Einsiedelei
Einsiedlerin Verena verlässt die Verenaschlucht und zieht ins Altersheim

Verena Dubacher hat ihre Anstellung als Einsiedlerin aus gesundheitlichen Gründen gekündigt und die Einsiedelei St. Verena bereits verlassen. Sie ist ins Altersheim gezogen. Nach 600 Jahren war sie die erste Frau, die in der Verenaschlucht lebte.

Wolfgang Wagmann
Drucken
Teilen
Verena Dubacher in der Einsiedelei. (Archiv)

Verena Dubacher in der Einsiedelei. (Archiv)

Urs Lindt

«Es war ihr gesundheitlicher Zustand, der sie zu dem Schritt bewogen hat. Es wurde immer schlimmer, und auf Anraten des Arztes hat sie deshalb die Einsiedelei verlassen», erklärt Bürgergemeindepräsident Sergio Wyniger zum Exodus von Verena Dubacher aus der Schlucht, die seit jeher ihren Namen trägt.

Wohin sie umgezogen ist, kann Wyniger «auf ihren Wunsch» nicht verraten. Nur soviel ist noch zu erfahren: Es waren körperliche und nicht etwa psychische Beschwerden, welche die Einsiedlerin nun zum Ausstieg bewogen hatten.

Gegenüber dem «Regionaljournal Aargau Solothurn» konnte Wyniger dann aber doch sagen, dass Verena Dubacher ins Altersheim gezogen sei

Nicht nur beliebt

Das Medienecho war anfangs 2009 riesig gewesen, als mit der heute 68-jährigen Religionspädagogin erstmals eine Frau als Eremitin und Nachfolgerin von Bruder Johannes in die Einsiedelei gewählt wurde.

Der damalige Bürgerammann Christoph Oetterli begrüsste die Wahl auch insofern, als er Verena Dubacher «handwerkliches Geschick» attestierte.
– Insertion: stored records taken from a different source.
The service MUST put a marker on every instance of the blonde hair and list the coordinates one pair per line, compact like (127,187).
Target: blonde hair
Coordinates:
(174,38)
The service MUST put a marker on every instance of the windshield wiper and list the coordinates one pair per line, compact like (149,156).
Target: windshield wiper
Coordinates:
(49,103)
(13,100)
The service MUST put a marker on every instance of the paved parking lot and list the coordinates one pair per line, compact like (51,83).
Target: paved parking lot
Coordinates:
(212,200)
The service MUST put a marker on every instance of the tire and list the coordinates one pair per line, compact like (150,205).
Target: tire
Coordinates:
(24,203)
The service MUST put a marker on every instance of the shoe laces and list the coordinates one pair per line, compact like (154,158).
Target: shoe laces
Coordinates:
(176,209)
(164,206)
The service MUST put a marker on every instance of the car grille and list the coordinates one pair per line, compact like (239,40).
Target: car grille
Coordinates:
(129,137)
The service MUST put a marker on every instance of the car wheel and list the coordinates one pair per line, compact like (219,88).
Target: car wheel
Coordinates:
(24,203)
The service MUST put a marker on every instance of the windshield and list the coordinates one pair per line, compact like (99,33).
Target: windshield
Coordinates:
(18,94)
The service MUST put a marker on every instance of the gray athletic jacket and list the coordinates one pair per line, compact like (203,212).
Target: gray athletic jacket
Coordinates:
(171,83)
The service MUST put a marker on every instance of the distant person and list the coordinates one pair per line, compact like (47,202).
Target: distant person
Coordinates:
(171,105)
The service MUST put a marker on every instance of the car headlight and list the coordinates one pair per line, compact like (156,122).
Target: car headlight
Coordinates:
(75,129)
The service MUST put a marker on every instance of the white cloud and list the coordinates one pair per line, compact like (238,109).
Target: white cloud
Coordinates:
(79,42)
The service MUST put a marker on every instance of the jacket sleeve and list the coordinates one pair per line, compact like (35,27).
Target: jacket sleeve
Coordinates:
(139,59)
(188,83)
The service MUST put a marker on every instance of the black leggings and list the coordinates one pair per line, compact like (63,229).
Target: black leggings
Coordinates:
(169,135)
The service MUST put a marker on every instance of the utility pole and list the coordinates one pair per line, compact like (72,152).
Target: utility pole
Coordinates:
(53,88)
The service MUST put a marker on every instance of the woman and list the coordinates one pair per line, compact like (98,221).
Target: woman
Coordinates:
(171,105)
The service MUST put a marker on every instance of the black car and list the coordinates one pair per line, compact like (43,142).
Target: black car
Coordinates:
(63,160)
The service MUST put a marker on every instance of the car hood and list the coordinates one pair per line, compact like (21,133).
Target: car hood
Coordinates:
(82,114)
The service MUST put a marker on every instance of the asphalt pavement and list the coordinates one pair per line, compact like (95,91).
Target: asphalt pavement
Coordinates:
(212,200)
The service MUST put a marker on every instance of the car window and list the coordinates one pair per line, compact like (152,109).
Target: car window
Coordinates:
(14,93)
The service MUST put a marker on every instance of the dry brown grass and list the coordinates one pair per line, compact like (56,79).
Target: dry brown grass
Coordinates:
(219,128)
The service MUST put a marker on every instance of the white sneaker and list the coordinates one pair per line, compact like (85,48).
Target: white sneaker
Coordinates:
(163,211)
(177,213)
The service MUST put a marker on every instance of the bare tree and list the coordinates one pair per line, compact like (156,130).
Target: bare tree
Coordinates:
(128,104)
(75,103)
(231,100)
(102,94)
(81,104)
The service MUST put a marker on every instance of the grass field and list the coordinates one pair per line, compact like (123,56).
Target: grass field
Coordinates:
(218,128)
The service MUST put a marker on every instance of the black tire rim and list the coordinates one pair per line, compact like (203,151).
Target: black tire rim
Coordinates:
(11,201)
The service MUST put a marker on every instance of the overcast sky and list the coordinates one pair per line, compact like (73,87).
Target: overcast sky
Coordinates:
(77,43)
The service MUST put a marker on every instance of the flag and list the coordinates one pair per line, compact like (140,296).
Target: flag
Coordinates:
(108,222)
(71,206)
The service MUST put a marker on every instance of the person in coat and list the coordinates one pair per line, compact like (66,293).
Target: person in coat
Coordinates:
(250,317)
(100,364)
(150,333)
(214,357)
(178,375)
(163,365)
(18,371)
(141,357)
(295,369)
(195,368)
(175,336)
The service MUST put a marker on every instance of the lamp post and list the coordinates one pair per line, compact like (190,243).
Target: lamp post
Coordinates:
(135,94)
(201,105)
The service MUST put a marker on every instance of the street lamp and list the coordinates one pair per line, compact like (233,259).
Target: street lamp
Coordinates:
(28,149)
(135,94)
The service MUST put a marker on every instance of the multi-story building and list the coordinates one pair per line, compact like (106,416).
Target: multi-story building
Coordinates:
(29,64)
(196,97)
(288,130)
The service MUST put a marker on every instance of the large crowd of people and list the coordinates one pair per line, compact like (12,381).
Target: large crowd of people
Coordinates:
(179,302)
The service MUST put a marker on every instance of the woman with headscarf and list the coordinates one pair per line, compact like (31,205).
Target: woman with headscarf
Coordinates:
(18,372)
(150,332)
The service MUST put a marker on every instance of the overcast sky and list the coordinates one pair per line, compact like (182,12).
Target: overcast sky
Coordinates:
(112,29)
Die Bürgergemeinde Solothurn als Arbeitgeberin liess zudem die Klause in der Einsiedelei für rund 175 000 Franken wieder her- und einrichten.

Kurz vor Ostern 2009 konnte dann Verena Dubacher in ihr renoviertes Domizil einziehen, das sie im Gegensatz zu ihren Vorgängern auch ganzjährig bewohnte. Allerdings bekundete sie schon bald einmal Mühe mit dem Rummel um ihre Person und zog sich zeitweilig für einen Tag pro Woche ins Kloster zurück.

Nicht nur die zunehmende Anlassdichte von Hochzeiten, Andachten und sonstigen Treffen am Kraftort Einsiedelei machten Verena Dubacher zu schaffen, auch wurden ab und zu Konfliktsituationen mit Hundebesitzern in der Schlucht manifest.

Die Bürgergemeinde allerdings schätzte ihren ausgeprägten Ordnungssinn und ihre Bemühungen, die Schlucht und Einsiedelei mit den beiden Kapellen St. Verena und St. Martin in gutem, sauberen Zustand zu halten.

Wie es weitergeht

«Zur Regelung der Nachfolge von Verena Dubacher wurde eine Arbeitsgruppe mit Vertretern der Bürgergemeinde und der Gesellschaft der Einsiedelei eingesetzt», lässt die Bürgergemeinde in einer Medienmitteilung verlauten.

Die wichtigsten Aufgaben übernehme Dubachers Stellvertreterin, und das Beseitigen von Abfall in der Verenaschlucht werde durch Solodaris-Mitarbeitende gewährleistet. «Auch können die bereits reservierten Termine für Taufen und Hochzeiten in der Martinskapelle eingehalten werden», bestätigt Bürgergemeindepräsident Wyniger.

Die Einsiedler-Tradition in der Verenaschlucht geht Jahrhunderte zurück: Bereits 1442 ist erstmals «ze sant Ferenen» der Wohnsitz eines Eremiten bezeugt; ab 1588 lässt sich dann eine lückenlose Reihe von Einsiedlern nachweisen.

Der wohl bekannteste unter ihnen war Bruder Arsenius, der im 18. Jahrhundert in jahrzehntelanger Arbeit den Kapellenbereich hinten in der Schlucht mit gestaltet hatte.